The twentieth century has seen the company expand its overseas markets considerably, especially that of America where Kennard Wedgwood of the fifth generation from the founder became its representative in 1906. In this connection it should be recorded that Wedgwood made the great service, of 1,282 pieces, which was supplied for State occasions at the White House during Theodore Roosevelt's Presidency.


The period between the two Great Wars was, for the firm, one marked by rapid strides in both artistic and technical progress. Tunnel oven firing was introduced and, on the artistic side, the well known designers Keith Murray and Eric Ravilious were responsible for epoch-making work in British ceramic decoration, under the Art Directors John Goodwin and his successor, Victor Skellern, A.R.C.A.

The Bi-Centenary of the birth of Josiah Wedgwood was celebrated with great pomp at Stoke-on-Trent in 1930, the proceedings being opened by H.R.H. Princess Mary. A pageant in which the whole Pottery Industry took part, included 700 of the Company's own workpeople and eight members of the family.

By the year 1936 it was realised that the historic works at Etruria were encroached upon unpleasantly by coal mines and iron works. It was therefore decided to abandon them and the estate of Barlaston Hall was purchased in 1937 and a model factory and village were designed.
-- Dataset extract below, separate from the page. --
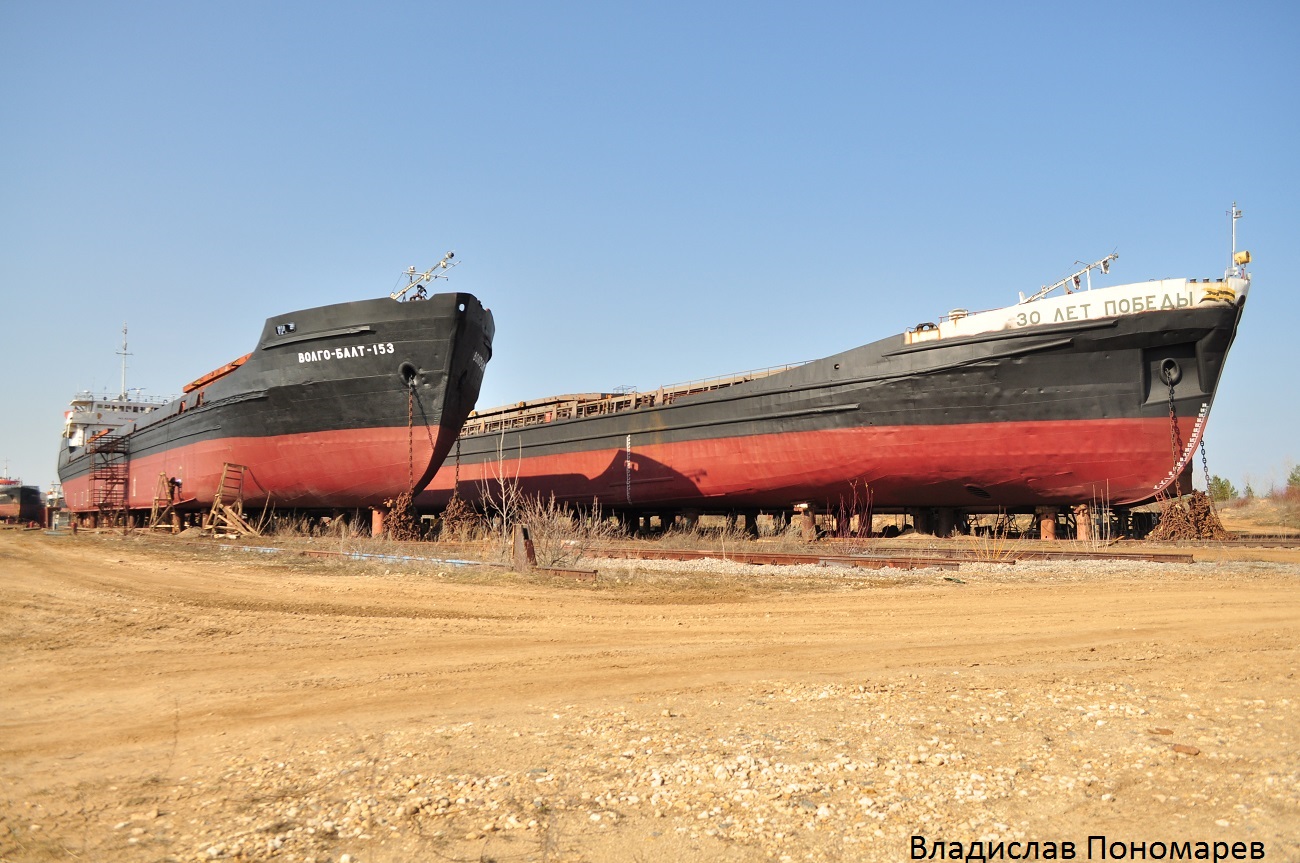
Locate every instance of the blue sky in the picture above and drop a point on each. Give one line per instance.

Building commenced in 1938 and the Fine Earthenware Section was completed by 1940. The war interrupted further work, which was only resumed in 1945, but the factory went into full production in 1950.

A memorable achievement of the years immediately following was the production of the fine service of 1,200 pieces chosen for the Coronation Banquet of H.M. Queen Elizabeth II at Lancaster House in 1953. The design chosen was 'Golden Persephone' by the late Eric Ravilious.

Although the move means that a revolution has taken place in the methods of working and in the amenities under which its entire complement work, it need hardly be said that the operatives are as highly skilled as ever and the wares they produce retain all the beauty and individuality that has characterised the productions of Wedgwood throughout the last ten generations of this great family of Staffordshire potters.